Okja: The Streaming Summer Blockbuster of 2017

Photo Credit: Netflix

Okja: The Streaming Summer Blockbuster of 2017

Looking for the summer’s best blockbuster? Then get some popcorn, sit on your comfiest couch, and fire up Netflix, because the most satisfying action film of the year can be streamed directly into your living room. Okja, the latest film from South Korean master Bong Joon-Ho (Snowpiercer), is a total crowd-pleaser, as well-written as it is exciting and surprising. A combination of Gremlins, The Iron Giant, and Godzilla, there is something for everyone here and, if there is any justice in the cinematic world, Okja will become an action movie staple for years to come.

In a fictionalized version of 2007, a group of farmers from around the world are selected by the mysterious Mirando Corporation to raise “super pigs” for ten years, with the promise that the biggest pig will receive international fame at a celebration in New York before the company launches a line of organic, GMO-free meat. But there’s just one problem: the winning “super pig”, Okja, has forged a strong bond with her farmer’s daughter, and neither pet nor human have any intention of going on without the other.

So, in 2017, as Mirando Corp. plans on launching their hotly anticipated new line of pork products, Okja’s 14-year-old owner Mija goes on an adventure to save her pet. Things become complicated quickly: not only is Mirando Corp.’s leader (Tilda Swinton) deadest on launching her product line without a problem, but a bumbling group of animal activists  (Paul Dano, Steven Yuen, Lily Collins) consistently cause problems for both Mija and Mirando.

Any fan of Snowpiercer can attest to Bong Joon-Ho’s skills as a brilliant director of action, and his abilities remain firmly on display in Okja. One stunning sequence begins as a small-scale foot chase but slowly evolves into a massive car chase moving through the streets of Seoul, with more parties being introduced at just the right moment to appropriately raise the stakes. Other moments are much more serious, with the film’s final set piece pulling the audience to the edge of their seat with gut-churning anticipation.

But Bong Joon-Ho deserves praise for more than just the way he stages action; with Okja, he brings a sense of excitement and energy to even the dialogue driven portions. Many scenes take on an old-school slapstick tone, while one sequence driven entirely by subtitled dialogue is just as suspenseful as the car chase that preceded it. There isn’t a dull moment in this film, and Bong Joon-Ho is to thank for that.

The international ensemble cast, however, also does some of the heavy lifting. Thirteen-year-old Ahn Seo-Hyun makes her character, Mija, an empathetic vessel for the audience into this universe, while also bringing a sense of agency and intensity to her young heroine. Meanwhile, as the loose-cannon animal activists, Dano, Yeun, and Collins find the perfect balance between “cool badasses” and “bumbling idiots” for their often-hilarious characters. Tilda Swinton is also, expectedly, terrific, while Jake Gyllenhaal gives an off-the-wall comedic performance that is bound to divide audiences but shows the actor’s willingness to break out of his Hollywood sex-symbol mold and add unique roles to his repertoire. The best performance, however, is a computer-generated one.
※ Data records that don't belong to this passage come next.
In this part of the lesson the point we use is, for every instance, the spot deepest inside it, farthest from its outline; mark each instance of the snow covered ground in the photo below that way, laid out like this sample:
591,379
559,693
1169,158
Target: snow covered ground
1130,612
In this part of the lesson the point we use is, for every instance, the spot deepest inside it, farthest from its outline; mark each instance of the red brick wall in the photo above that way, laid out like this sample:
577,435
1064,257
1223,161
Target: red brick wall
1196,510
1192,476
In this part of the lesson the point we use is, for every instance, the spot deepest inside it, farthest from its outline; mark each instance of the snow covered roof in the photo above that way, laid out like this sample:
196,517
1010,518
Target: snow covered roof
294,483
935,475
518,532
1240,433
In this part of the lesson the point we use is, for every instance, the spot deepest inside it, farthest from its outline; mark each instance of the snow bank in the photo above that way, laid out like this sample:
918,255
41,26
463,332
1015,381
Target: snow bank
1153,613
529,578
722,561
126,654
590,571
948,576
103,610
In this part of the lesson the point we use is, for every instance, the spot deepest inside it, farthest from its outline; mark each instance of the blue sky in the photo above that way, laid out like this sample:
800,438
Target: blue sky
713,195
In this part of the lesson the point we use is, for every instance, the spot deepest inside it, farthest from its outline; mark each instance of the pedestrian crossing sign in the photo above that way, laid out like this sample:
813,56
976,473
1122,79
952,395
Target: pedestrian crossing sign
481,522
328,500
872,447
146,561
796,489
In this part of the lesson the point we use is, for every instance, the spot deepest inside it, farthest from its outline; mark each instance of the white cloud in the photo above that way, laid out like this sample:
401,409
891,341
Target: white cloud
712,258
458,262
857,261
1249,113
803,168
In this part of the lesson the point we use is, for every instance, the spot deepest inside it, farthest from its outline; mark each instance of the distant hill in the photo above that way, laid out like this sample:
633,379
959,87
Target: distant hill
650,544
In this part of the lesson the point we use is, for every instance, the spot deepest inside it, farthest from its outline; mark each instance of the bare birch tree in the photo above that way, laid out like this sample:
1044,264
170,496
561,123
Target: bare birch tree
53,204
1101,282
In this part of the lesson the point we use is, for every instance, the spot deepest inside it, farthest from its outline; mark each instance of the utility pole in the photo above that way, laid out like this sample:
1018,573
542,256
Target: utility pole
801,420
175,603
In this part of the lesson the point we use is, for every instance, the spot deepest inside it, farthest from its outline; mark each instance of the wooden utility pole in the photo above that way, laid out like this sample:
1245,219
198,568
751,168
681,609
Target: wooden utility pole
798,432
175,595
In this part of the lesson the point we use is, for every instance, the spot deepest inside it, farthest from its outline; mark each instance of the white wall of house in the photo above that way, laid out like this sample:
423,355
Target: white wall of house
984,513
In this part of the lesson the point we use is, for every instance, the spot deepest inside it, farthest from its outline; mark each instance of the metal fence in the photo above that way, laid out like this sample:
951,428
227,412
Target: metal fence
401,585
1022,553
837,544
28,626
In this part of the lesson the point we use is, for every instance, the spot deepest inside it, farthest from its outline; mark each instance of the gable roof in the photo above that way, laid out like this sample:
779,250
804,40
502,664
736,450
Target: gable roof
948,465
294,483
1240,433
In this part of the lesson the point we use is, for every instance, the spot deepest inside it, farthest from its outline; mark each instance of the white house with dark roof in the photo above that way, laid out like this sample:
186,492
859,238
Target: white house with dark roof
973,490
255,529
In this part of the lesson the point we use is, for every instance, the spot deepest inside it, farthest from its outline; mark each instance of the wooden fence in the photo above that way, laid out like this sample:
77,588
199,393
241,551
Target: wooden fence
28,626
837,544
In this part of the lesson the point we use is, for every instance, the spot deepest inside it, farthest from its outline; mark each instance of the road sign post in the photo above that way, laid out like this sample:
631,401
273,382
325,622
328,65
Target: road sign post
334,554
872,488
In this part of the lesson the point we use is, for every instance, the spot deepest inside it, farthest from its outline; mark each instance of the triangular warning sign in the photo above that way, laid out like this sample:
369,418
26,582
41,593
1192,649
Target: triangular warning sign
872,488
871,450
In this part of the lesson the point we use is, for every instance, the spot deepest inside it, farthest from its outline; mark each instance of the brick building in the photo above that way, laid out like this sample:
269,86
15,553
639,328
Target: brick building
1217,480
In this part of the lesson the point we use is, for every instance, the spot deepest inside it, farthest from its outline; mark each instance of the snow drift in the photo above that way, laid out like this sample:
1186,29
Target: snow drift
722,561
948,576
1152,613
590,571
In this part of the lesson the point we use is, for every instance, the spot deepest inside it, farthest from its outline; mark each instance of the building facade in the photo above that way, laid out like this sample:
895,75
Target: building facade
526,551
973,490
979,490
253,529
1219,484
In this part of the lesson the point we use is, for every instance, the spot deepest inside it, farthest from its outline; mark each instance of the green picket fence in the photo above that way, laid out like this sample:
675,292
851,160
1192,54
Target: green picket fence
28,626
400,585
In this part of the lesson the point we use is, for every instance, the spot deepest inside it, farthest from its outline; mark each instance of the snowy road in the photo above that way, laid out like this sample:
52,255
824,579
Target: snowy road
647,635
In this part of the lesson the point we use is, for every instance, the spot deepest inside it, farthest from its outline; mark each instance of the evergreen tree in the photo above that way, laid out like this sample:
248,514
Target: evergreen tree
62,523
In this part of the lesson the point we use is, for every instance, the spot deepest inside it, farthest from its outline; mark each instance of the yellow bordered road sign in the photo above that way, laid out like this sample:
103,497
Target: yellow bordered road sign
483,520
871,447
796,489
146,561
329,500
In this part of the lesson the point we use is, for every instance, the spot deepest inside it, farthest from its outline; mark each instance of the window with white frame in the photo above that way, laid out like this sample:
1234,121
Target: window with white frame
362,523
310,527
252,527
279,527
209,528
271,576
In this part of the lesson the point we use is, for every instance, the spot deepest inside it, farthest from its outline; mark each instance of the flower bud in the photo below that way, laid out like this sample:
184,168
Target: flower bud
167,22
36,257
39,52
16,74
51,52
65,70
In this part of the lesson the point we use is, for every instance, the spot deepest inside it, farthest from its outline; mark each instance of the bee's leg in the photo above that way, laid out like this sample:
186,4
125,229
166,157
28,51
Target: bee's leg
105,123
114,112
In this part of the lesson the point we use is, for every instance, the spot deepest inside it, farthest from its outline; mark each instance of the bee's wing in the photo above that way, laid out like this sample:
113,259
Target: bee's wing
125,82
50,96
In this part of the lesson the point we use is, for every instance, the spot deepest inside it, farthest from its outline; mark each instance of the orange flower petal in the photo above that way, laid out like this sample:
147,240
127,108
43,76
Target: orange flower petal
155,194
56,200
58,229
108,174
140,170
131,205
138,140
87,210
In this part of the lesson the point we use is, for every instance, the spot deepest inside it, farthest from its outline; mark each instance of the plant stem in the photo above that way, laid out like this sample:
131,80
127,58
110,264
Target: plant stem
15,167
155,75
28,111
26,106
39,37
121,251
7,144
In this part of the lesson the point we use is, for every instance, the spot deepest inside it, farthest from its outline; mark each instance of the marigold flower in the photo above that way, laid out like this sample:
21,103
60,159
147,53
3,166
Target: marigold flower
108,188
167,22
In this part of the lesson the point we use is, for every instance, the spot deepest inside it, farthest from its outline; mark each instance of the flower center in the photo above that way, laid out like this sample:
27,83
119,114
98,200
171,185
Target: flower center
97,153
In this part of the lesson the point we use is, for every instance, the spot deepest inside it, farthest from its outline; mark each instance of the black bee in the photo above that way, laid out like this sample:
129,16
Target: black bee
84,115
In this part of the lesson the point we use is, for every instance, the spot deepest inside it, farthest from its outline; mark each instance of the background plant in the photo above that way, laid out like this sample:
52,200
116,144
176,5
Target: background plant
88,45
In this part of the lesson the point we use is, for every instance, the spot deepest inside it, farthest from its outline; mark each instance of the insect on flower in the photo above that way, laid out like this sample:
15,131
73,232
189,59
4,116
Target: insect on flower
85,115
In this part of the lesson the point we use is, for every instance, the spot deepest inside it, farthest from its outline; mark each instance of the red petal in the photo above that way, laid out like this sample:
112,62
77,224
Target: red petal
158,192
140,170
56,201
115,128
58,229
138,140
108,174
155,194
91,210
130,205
While Okja might not look as polished as the CGI creations in, say, a Marvel movie, the way the “super-pig” (which looks more like a hippo, with the face and energy of a puppy) interacts with her environment is stunning. Furthermore, this animated character will quickly burrow her way into the heart of even the coldest viewer, allowing the emotional beats in the film’s final half hour to land.
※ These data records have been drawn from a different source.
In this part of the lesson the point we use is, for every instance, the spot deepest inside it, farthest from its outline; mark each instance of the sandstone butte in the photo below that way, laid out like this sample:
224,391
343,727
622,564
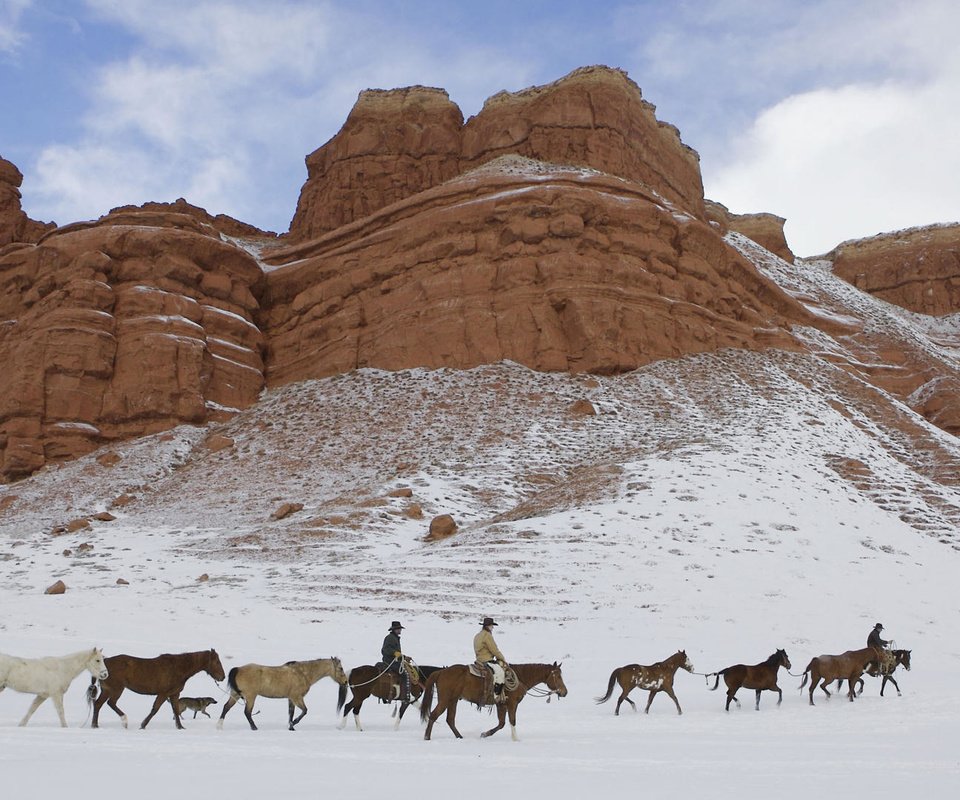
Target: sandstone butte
564,227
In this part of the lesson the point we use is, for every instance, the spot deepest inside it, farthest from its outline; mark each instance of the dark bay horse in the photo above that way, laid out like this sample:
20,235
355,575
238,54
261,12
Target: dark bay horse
291,680
656,678
757,676
885,669
849,666
456,683
164,676
374,680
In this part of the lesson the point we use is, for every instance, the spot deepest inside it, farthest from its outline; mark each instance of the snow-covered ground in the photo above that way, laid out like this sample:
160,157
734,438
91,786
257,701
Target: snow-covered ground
729,505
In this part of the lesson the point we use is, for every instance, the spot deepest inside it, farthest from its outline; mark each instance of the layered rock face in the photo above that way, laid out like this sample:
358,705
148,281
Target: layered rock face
553,267
918,269
15,226
130,325
765,229
397,143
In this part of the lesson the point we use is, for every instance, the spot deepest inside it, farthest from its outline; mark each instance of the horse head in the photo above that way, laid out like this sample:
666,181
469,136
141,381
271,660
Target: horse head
338,673
782,659
98,669
555,682
214,668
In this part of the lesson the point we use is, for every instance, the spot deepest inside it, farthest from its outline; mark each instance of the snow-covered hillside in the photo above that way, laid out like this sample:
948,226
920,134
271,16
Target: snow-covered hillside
728,504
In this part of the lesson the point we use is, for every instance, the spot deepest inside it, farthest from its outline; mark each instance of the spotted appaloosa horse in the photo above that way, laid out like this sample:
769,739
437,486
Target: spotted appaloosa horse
825,669
49,677
757,676
884,669
165,676
655,678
Some will certainly find Okja one of the more intellectually stimulating action films of the past few years, as it explores the ethics of the food industry, as well as the problem with well intentioned but poorly planned activism. But while the film is undeniably political at times, it never quite reaches the same levels of social satire as Bong Joon-Ho’s last film, Snowpiercer. And that’s fine – Okja works entirely on its own, as both an action movie and a heartwarming tale of a girl and her pet. While the film is a bit edgy (Netflix doesn’t rate their movies, but Okja would definitely get a PG-13, if not an R), it’s not difficult to imagine a world where families enjoy Okja together. There truly is something here for everyone, with beautifully shot action scenes and genuinely emotional moments.

Don’t just scroll past this one when you’re looking for your next nightly Netflix binge – Okja is guaranteed to please.